By Emil Danielyan
A German-owned company mining copper and molybdenum remains Armenia’s largest corporate taxpayer, having contributed 22.7 billion drams ($60 million) to the state treasury during the first nine months of this year, official statistics show.
The Zangezur Copper and Molybdenum Combine continues to be followed by two other foreign-owned companies, the ArmenTel telecommunications operator and the ArmRosGazprom natural gas distributor. According to the figures provided to RFE/RL by Armenian tax authorities, they have paid 13 billion drams and 8.3 billion drams respectively during the same period.
Also high on the official list of the country’s 300 largest taxpayers are two fuel importing companies, two tobacco firms, the national power utility, a mobile phone operator, the Metsamor nuclear power plant, the Zvartnots international airport, a brandy distillery and even a car dealership. But the amount of various taxes and customs duties paid by each of them pales in comparison with Zangezur’s contribution to Armenia’s national budget.
The mining giant is based in the southeastern town of Kajaran and employs thousands of people. It was privatized in December 2004 for $132 million by a consortium of local and foreign investors led by the German metals group Cronimet. The latter owns 75 percent of the company, both directly and through its Yerevan-based Makur Yerkat smelter.

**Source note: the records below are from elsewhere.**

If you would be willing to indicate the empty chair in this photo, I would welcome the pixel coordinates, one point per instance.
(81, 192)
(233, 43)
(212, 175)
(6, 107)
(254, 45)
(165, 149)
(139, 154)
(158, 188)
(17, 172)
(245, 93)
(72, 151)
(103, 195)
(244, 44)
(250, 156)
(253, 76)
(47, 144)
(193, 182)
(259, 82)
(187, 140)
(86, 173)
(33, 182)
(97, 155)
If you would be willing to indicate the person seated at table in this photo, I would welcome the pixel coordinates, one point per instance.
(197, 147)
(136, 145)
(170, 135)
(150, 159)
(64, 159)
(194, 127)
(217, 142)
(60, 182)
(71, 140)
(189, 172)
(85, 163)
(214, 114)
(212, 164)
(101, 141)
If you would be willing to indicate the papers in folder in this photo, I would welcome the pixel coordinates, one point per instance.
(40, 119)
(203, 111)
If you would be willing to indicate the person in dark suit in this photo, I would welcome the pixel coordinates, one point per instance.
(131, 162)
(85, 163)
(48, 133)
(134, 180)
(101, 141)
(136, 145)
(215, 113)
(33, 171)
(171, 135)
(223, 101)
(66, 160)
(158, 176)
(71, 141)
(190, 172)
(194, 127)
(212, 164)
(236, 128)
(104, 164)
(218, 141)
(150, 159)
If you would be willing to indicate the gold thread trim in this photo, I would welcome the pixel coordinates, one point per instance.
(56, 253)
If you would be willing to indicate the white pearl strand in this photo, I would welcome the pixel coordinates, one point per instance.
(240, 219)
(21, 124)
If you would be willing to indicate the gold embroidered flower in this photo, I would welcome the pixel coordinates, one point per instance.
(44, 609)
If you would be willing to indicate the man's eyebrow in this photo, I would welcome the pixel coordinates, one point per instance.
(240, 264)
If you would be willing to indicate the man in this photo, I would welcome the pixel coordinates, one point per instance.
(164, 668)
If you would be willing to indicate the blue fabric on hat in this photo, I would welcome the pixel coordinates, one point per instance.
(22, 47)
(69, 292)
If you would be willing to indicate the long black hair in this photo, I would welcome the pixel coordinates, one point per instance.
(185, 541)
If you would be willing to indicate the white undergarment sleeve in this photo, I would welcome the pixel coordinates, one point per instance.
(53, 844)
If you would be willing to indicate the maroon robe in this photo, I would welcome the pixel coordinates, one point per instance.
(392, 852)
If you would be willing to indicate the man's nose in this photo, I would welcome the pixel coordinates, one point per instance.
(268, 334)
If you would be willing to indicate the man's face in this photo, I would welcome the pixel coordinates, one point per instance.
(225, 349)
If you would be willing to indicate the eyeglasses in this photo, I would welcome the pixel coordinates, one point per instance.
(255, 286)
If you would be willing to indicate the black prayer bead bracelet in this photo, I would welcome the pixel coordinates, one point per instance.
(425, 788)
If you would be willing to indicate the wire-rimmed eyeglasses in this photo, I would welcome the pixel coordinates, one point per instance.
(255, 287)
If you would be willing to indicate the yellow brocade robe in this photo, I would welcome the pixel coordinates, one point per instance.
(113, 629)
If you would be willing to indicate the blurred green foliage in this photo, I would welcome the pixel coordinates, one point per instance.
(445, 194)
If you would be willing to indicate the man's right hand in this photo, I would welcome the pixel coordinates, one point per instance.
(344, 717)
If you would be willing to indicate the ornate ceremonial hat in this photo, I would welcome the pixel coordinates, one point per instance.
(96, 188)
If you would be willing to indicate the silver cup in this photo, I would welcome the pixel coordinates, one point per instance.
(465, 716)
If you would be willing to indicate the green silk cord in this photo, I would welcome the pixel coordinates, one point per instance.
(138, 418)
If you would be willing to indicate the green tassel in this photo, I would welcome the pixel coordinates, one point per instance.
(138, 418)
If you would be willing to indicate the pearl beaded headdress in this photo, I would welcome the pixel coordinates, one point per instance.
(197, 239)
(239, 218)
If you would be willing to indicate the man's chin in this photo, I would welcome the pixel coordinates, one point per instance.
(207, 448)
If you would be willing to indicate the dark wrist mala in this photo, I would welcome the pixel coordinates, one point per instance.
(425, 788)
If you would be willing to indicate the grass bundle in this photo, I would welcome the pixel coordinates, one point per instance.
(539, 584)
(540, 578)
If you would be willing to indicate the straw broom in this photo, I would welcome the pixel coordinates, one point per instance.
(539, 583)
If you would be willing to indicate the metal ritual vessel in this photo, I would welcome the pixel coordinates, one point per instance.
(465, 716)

The Armenian government is on track to increase its still modest tax and customs revenues by 20 percent to 375 billion drams (almost $1 billion) this year. It will need to achieve a similar increase next year in order to successfully implement its 2008 budget projected to be worth about $1.5 billion.
At the urging of the World Bank and other Western donors, the government began publicizing two years ago the list of the top taxpayers as part of its declared crackdown on endemic tax evasion. It was hoped that the “name-and-shame” policy will embarrass the country’s wealthiest citizens that are believed to grossly underreport their earnings. Government officials and some donors say that this measure alone has forced them to pay more taxes.

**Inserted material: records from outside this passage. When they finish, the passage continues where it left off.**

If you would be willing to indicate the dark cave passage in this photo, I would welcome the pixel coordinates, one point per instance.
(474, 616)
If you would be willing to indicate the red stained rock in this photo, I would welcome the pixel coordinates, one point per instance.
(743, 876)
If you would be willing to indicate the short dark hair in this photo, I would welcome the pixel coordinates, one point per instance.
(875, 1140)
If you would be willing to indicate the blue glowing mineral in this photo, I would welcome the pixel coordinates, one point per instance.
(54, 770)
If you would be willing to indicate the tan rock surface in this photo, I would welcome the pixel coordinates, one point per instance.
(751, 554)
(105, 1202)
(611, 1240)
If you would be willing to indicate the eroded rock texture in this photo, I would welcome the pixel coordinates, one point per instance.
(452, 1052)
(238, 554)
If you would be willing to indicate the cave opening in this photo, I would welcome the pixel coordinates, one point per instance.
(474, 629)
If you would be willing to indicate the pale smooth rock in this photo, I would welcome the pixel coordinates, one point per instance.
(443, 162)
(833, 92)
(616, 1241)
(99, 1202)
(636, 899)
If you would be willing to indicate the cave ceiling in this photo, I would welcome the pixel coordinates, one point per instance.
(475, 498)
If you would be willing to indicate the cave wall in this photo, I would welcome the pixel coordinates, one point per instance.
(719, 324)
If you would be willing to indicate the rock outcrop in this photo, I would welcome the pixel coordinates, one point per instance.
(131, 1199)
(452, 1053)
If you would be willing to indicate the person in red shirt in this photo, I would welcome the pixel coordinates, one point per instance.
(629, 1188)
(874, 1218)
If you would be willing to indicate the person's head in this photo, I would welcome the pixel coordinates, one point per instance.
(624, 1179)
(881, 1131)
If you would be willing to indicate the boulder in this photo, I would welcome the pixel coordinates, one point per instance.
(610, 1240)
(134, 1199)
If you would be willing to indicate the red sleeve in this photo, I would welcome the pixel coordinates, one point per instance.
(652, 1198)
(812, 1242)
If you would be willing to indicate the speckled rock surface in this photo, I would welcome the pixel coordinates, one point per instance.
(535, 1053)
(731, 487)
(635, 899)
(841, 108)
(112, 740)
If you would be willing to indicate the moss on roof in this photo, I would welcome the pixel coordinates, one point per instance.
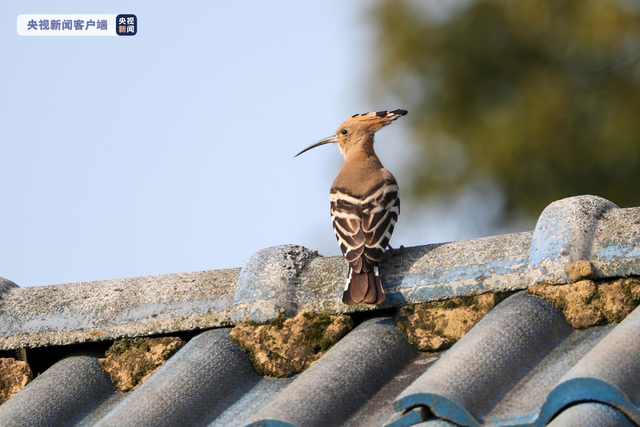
(129, 362)
(287, 346)
(435, 326)
(589, 303)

The head of the State Tax Service (STS), Felix Tsolakian, insisted this week that no Armenian company is now off limits to tax inspectors. “Today tax inspectors have no trouble entering one or another business,” Tsolakian told RFE/RL in an interview.

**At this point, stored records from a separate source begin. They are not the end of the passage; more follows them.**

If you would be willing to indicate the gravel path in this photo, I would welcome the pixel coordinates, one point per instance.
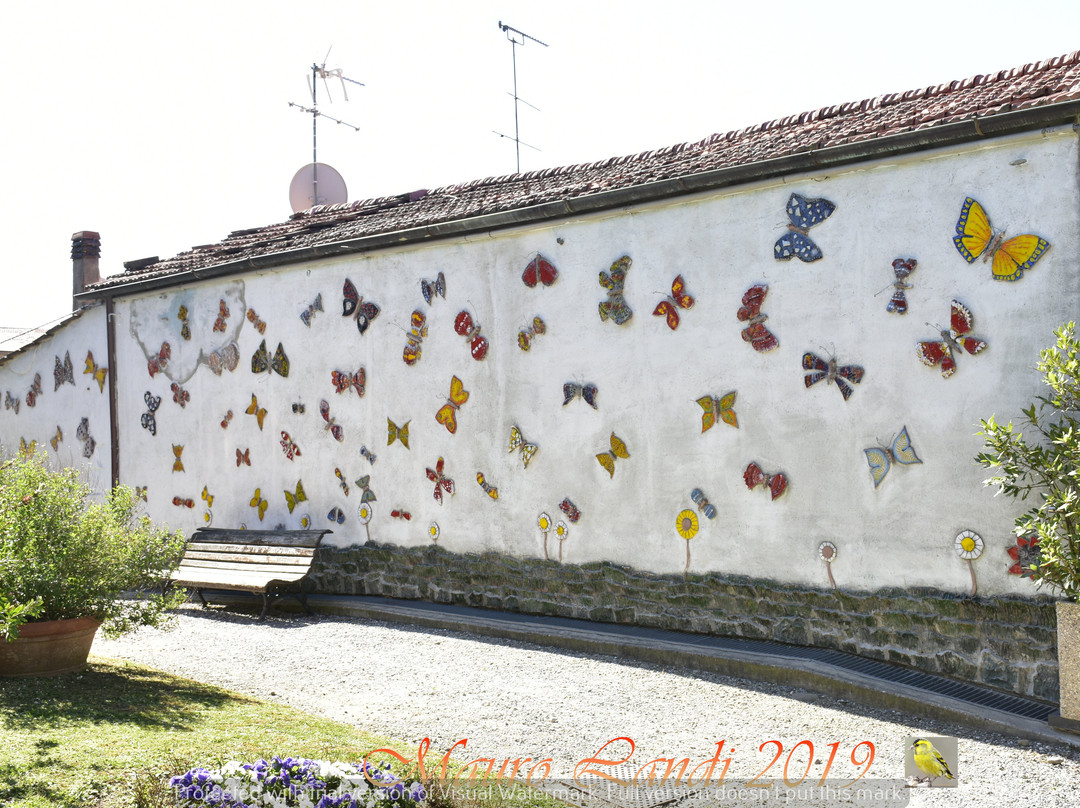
(518, 700)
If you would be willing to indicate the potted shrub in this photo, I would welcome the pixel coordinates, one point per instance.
(1045, 462)
(69, 564)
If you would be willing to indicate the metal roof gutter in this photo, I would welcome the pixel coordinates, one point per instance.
(813, 160)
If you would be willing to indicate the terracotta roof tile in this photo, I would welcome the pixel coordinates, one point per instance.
(1042, 83)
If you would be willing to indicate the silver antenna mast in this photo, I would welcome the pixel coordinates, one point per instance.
(517, 38)
(320, 71)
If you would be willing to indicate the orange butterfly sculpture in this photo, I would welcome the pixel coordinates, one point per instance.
(678, 299)
(447, 414)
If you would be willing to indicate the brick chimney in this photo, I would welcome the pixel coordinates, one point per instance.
(85, 252)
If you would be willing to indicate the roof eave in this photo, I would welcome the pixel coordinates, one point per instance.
(812, 160)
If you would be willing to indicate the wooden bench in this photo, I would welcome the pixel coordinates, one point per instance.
(271, 563)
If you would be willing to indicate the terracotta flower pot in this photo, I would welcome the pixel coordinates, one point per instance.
(49, 647)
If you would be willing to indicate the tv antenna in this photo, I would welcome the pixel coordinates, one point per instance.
(320, 71)
(517, 38)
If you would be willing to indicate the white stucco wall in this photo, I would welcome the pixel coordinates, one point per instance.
(648, 376)
(61, 407)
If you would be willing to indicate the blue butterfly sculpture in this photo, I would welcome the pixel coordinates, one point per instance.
(804, 213)
(881, 459)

Still, the latest rankings released by his agency show that many of Armenia’s government-connected tycoons continue to post modest profits contrasting with their conspicuous wealth. Gagik Tsarukian, arguably the most influential and ambitious of the so-called “oligarchs,” is a case in point. The biggest of the companies that are known to be owned by him, Multi-Leon, occupies a lowly 76 place in the STS list, with only 411 million drams ($1.1 million) in taxes and other duties paid from January through August.
Another Tsarukian-controlled business, a big cement factory located in the southern town of Ararat, paid 248 million drams, or even less than Yerevan State University. The factory is thought to be operating at full capacity thanks to Armenia’s construction boom and growing cement exports to neighboring Iran and Georgia.
The modest taxes sharply contrast with sums spent by Tsarukian on the ongoing massive distribution of wheat, potato seeds and other agricultural aid to thousands of farmers across the country reeling from last summer’s severe drought. The aid, heavily advertised by Tsarukian-funded media, is being handed out under the aegis of his Prosperous Armenia party that intends to do well in next year’s parliamentary elections. Some leaders of Armenia’s mainstream opposition parties have already denounced it as a large-scale vote buying operation.